Я тщательно взвесил свой ответ, все еще не вполне веря, что мы так далеко зашли, и отдавая себе отчет в том, что все висит на волоске.

Конечно, на секунду допустив, что решение может состояться в мою пользу, Леони тотчас выдвинула серьезнейший аргумент против такого решения. Ей не удастся как по мановению волшебной палочки, мгновенно и безболезненно порвать с Мартином. Существует формальная сторона — ее тоже в одночасье не одолеешь. Но рано или поздно… И что потом? Постоянная борьба с призраками?

— Леони, — медленно начал я, — можете ли вы обещать мне по крайней мере одну вещь?..

Она вперила в меня взгляд.

— Не верность, не дружбу, не сочувствие — но хотя бы малюсенькую часть вашей любви?

Она вдруг понизила голос — чуть ли не до шепота:

— Огромную часть моей любви!

Сандберг сделал выразительный жест.

— Во сколько я должен ждать вас на глиссере?

— Но я не могу уехать с Филипом! — защищалась Леони. — Вы оба не хотите понять… Предав Мартина, я предам самое себя, а это — плохое начало. Если мне когда-нибудь посчастливится соединиться с Филипом, это должно произойти честно — по отношению ко всем.

Долгое молчание.

Сандберг первым нарушил его:

— Позвольте сказать следующее. Вернувшись сейчас к Мартину Коксону по изложенным вами причинам, вы сделаете то же, что Гревил Тернер, — и из-за того же самого человека! У меня сложилось впечатление, что Мартин привык к приносимым ему жертвам. Гревил Тернер явно переборщил. Но сейчас самое время положить конец традиции.

И тогда я почувствовал, что в Леони что-то сдвинулось. Она не сделала ни одного движения, но мне почудилось, будто мышцы ее лица уже не так напряжены.
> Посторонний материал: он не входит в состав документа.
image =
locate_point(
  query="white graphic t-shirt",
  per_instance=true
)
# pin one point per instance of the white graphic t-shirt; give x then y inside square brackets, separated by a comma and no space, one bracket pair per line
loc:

Чарльзу удалось в нескольких предложениях сформулировать то, что, зная Мартина, она была не в силах опровергнуть.

— Леони, — горячо проговорил я, — после того, что вы только что сказали, у вас не осталось уважительных причин…
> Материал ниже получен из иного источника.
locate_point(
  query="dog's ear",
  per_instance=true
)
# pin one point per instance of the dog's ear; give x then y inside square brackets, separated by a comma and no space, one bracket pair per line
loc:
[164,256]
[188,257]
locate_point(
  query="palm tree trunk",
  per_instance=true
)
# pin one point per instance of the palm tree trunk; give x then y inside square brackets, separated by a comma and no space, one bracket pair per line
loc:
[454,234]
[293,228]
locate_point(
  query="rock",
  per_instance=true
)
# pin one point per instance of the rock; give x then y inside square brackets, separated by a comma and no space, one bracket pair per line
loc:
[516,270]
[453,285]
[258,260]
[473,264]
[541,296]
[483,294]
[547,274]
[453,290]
— Мне не следовало этого говорить, но вы…

— Не отрекайтесь, пожалуйста!

— Нет, Филип. Я ни от чего не отрекаюсь.

Я повернулся к Сандбергу.

— Надеюсь, в один прекрасный день я сумею отблагодарить вас с Шарлоттой — тем или иным способом — за все, что вы для нас сделали.

— Чарльз, — начала Леони и вдруг осеклась. Это все еще был протест, но уже вымученный, бессильный.

Он повернулся, чтобы уйти. Но перед этим успел сказать:

— Знаете, Филип, верность сердца в наше время не в чести… и, сдается мне, эта штука может быть опасной. Во всяком случае, с вами обоими она сыграла злую шутку. Однако если вы обратите ее друг на друга, то увидите, что она способна приносить прекрасные плоды.

И он вернулся в дом, чтобы присоединиться к честной компании, а заодно — кивком, улыбкой или понимающим взглядом — успокоить Шарлотту.